The WV primary took place May 11, making it unlikely that a special election will take place this year. And odd-year elections, used in many states to pick local officials, are a rarity in WV. In recent years, voters went to the polls only in ’05, when they voted on a constitutional amendment. No elections were held in ’07, ’03 or ’01.
Because the primary has already occured, the next opportunity to “timely file” will be Jan. ’12 — when Byrd’s seat would have come open anyway.
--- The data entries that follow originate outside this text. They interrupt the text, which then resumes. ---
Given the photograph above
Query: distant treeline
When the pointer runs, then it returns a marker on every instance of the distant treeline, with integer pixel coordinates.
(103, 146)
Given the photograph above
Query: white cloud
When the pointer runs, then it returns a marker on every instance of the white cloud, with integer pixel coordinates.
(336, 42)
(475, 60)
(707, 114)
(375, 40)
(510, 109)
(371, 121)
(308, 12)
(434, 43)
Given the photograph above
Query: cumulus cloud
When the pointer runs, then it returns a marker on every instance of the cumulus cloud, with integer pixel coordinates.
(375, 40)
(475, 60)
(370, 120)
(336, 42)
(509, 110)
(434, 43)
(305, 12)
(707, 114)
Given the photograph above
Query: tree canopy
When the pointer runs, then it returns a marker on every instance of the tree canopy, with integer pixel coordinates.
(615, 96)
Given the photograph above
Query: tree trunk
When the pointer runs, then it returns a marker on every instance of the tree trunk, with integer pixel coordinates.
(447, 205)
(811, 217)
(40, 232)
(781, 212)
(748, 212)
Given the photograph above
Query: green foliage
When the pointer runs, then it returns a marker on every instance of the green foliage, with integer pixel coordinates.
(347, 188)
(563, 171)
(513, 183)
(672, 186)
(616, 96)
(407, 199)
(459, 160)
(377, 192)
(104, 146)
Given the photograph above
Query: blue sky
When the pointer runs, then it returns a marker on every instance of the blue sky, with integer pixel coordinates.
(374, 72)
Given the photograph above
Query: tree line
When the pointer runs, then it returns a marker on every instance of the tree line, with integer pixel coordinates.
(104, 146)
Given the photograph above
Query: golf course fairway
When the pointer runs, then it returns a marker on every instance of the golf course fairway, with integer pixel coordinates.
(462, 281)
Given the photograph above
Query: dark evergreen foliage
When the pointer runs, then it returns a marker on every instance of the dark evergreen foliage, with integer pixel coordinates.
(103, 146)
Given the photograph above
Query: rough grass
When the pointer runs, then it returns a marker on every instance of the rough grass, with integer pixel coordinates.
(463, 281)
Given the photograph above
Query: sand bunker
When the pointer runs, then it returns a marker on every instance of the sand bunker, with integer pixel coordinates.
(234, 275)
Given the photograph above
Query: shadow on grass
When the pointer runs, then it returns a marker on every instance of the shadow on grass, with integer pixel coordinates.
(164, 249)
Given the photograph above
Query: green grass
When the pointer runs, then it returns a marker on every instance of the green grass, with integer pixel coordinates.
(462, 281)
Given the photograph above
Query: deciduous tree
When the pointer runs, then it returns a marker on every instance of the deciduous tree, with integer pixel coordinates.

A primary would follow in May, with a special election to be held in concurrence with a general election later that year.
Wilson thinks it very likely that Manchin would appoint himself, because his gubernatorial term also expires in 2012. (UPDATE: Manchin has said he wouldn’t appoint himself, so would probably appoint a placeholder.) All statewide officials in West Virginia are still Democrats, even as the state has trended Republican in recent years.
In the near term, unless Manchin makes his choice this week, I don’t see how the Senate will be able to pass cloture on financial reform. They’d have to hold Scott Brown and pick up either Maria Cantwell, Chuck Grassley or some other Republican. But after the July 4 recess, presumably someone would be installed, providing a full complement of Senators.
UPDATE: Nate Silver talked to the West Virginia Secretary of State’s office, and they said no decision has yet been made on the timing of the special election. You can interpret the statute as requiring a special election in November or in 2012.
I’ll throw Harry Reid’s statement on the flip.
“Robert Byrd’s was one of the greatest minds the world has ever seen. From his graduation as valedictorian of his high school class at the age of 16 to his chairmanship of the Senate Appropriations Committee until the age of 91, he mastered everything he touched with great thoughtfulness and skill. Throughout more than half a century of service in this body, and six more in the House, Senator Byrd never stopped fighting for the people of West Virginia and for Democratic principles. My thoughts, and those of the entire United States Senate, are with the Byrd family.
“Robert Byrd was a Member of this nation’s Congress for more than a quarter of the time it has existed, and longer than a quarter of today’s sitting Senators and the President of the United States have been alive. The nine times the people of his state sent him to the Senate and the more than 18,500 votes he cast in its chamber will never be matched. His political career spanned a dozen presidencies and countless American advances and achievements. And throughout one of the longest political careers in history, no one ever defeated Robert Byrd in a single election.
“The people of West Virginia have lost a dedicated public servant, and America has lost a great defender of its most precious traditions. He was the foremost guardian of the Senate’s complex rules, procedures and customs, and as leader of both the majority and the minority caucuses in the Senate he knew better than most that legislation is the art of compromise.
“By virtue of his endurance, Robert Byrd knew and worked with many of the greats of the United States Senate. Because of his enduring virtue, he will be remembered as one of them. Senator Byrd dedicated every single day of his Senate service to strengthening the institution, state and republic that he loved so dearly. There will never be another like him.”